Куда, Веня? наклонившись к нему, в отчаянии воскликнул он. Жив?
И к его великому облегчению, Ларс уже в следующее мгновение поднялся на колени и отнял испачканные кровью руки от лица.
Что там? взглянул он на Грошева.
Клоун удивленно и одновременно радостно присвистнул. Пуля, а в том, что это была пуля, он не сомневался, отбила Каткову правую мочку.
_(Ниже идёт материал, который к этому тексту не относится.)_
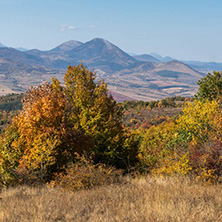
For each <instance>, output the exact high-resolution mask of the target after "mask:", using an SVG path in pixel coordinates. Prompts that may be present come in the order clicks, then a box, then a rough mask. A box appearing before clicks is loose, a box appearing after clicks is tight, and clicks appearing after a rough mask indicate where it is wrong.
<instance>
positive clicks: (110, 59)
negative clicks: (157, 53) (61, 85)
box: [0, 38, 205, 101]
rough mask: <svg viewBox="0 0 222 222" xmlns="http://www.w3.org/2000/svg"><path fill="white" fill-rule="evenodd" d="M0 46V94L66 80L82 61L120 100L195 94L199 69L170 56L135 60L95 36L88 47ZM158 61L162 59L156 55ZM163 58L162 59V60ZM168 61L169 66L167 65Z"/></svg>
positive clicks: (68, 44) (185, 95)
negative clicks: (75, 65) (30, 46)
mask: <svg viewBox="0 0 222 222" xmlns="http://www.w3.org/2000/svg"><path fill="white" fill-rule="evenodd" d="M1 46H2V44H0V95H3V94H6V93H10V92H22V91H23V90H24V89H27V88H29V86H30V85H38V84H40V83H42V82H43V81H50V79H51V77H55V78H57V79H59V80H60V81H61V82H63V75H64V73H65V70H66V68H67V66H68V65H77V64H79V63H80V61H82V63H83V64H84V65H86V66H87V67H88V68H89V69H90V70H95V71H96V73H97V77H98V78H99V79H100V78H103V79H105V81H106V82H107V83H108V88H109V90H110V91H111V93H113V94H115V96H114V97H116V98H117V100H118V95H121V96H120V97H121V99H119V100H124V96H125V100H145V101H149V100H157V99H163V98H165V97H169V96H192V95H193V94H194V93H195V92H196V91H197V88H198V87H197V84H196V82H197V81H198V80H199V79H200V78H201V77H203V76H204V75H205V74H203V73H202V72H201V71H202V70H201V69H198V70H197V69H194V68H193V66H192V65H187V64H184V63H183V62H180V61H177V60H174V59H172V58H170V57H165V58H162V57H160V56H159V58H155V57H154V56H155V54H152V55H140V56H131V55H129V54H128V53H126V52H124V51H123V50H121V49H120V48H119V47H118V46H116V45H114V44H112V43H111V42H109V41H107V40H104V39H101V38H95V39H92V40H91V41H88V42H86V43H82V42H79V41H73V40H71V41H68V42H65V43H62V44H60V45H59V46H57V47H55V48H53V49H51V50H48V51H40V50H38V49H32V50H27V51H19V50H17V49H14V48H7V47H5V46H4V45H3V47H1ZM156 57H158V55H157V54H156ZM161 58H162V61H160V59H161ZM164 61H165V62H164Z"/></svg>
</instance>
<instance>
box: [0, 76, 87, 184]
mask: <svg viewBox="0 0 222 222" xmlns="http://www.w3.org/2000/svg"><path fill="white" fill-rule="evenodd" d="M66 110H69V107H68V101H67V100H66V98H65V96H64V94H63V92H62V88H61V87H60V86H59V82H58V81H56V80H54V82H53V84H49V83H45V84H42V85H40V86H38V87H31V88H30V90H29V91H28V92H26V93H25V96H24V99H23V110H22V111H21V112H20V113H19V115H18V116H17V117H15V118H14V119H13V122H12V124H11V126H10V127H9V128H8V129H7V131H6V134H5V137H4V139H3V141H2V143H1V146H0V148H1V154H2V158H1V161H2V165H1V174H2V175H4V177H5V179H4V180H5V181H7V180H8V181H9V182H10V181H11V180H12V178H13V177H14V178H15V179H16V180H21V181H23V180H29V181H34V180H35V181H36V180H39V181H44V180H48V179H50V177H51V176H52V174H53V172H57V171H58V170H61V168H62V167H63V166H64V165H65V164H67V162H70V161H73V159H74V157H73V154H74V153H75V152H79V153H82V152H83V151H84V150H87V147H89V139H88V138H87V136H85V135H84V134H83V132H82V131H81V130H78V131H77V130H75V129H73V128H72V127H71V124H70V123H69V120H68V118H67V114H66Z"/></svg>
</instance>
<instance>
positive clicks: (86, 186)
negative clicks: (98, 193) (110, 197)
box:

Счастлив твой Бог, Веня! доставая платок и протягивая его Ларсу, проговорил он. Чуть левее и
Он недоговорил и только обреченно махнул рукой. Зажимая рану носовым платком, Ларс согласно кивнул. Действительно счастлив Если бы он только знал, что отныне его Богом является самая обыкновенная ворона, каркнувшая во все свое воронье горло под руку несостоявшемуся киллеру. Да, впрочем, какая разница, какой Бог хранил его от смерти. Главное, что хранил! В «кресте» Ларс заявил, что напоролся на ветку, и обрабатывающий ему рану лепила, несмотря на ее явно огнестрельный характер, согласно кивнул головой. Ветка так ветка! Вам виднее! Но рану обработал прекрасно
У Очкарика не верить в историю с веткой были куда более веские основания, и весь следующий день его одолевали сомнения: рассказать или не рассказывать понравившемуся ему авторитету о том, кто собирался отправить его к праотцам. Но так и не решился. Он уже начинал усваивать простую истину, еще более справедливую для «не столь отдаленных»: меньше слышать и ничего не видеть! И вмешиваться в игру, в которой принимали участие такие тяжелые фигуры, как сам Ларс, он побоялся
Баронин сошел с электрички и уже по привычке осмотрелся. Хвостов не было, и он, не желая тащиться вдоль всей платформы, спрыгнул с нее на землю. Стоял прекрасный октябрьский день. Один из тех, что принято называть бабьим летом. Светило яркое, но уже холодное солнце, в голубом прозрачном небе не было ни облачка, и Баронин с удовольствием вдыхал в себя пахнувший родниковой водой свежий воздух. К даче он шел лесом, светиться ему было ни к чему.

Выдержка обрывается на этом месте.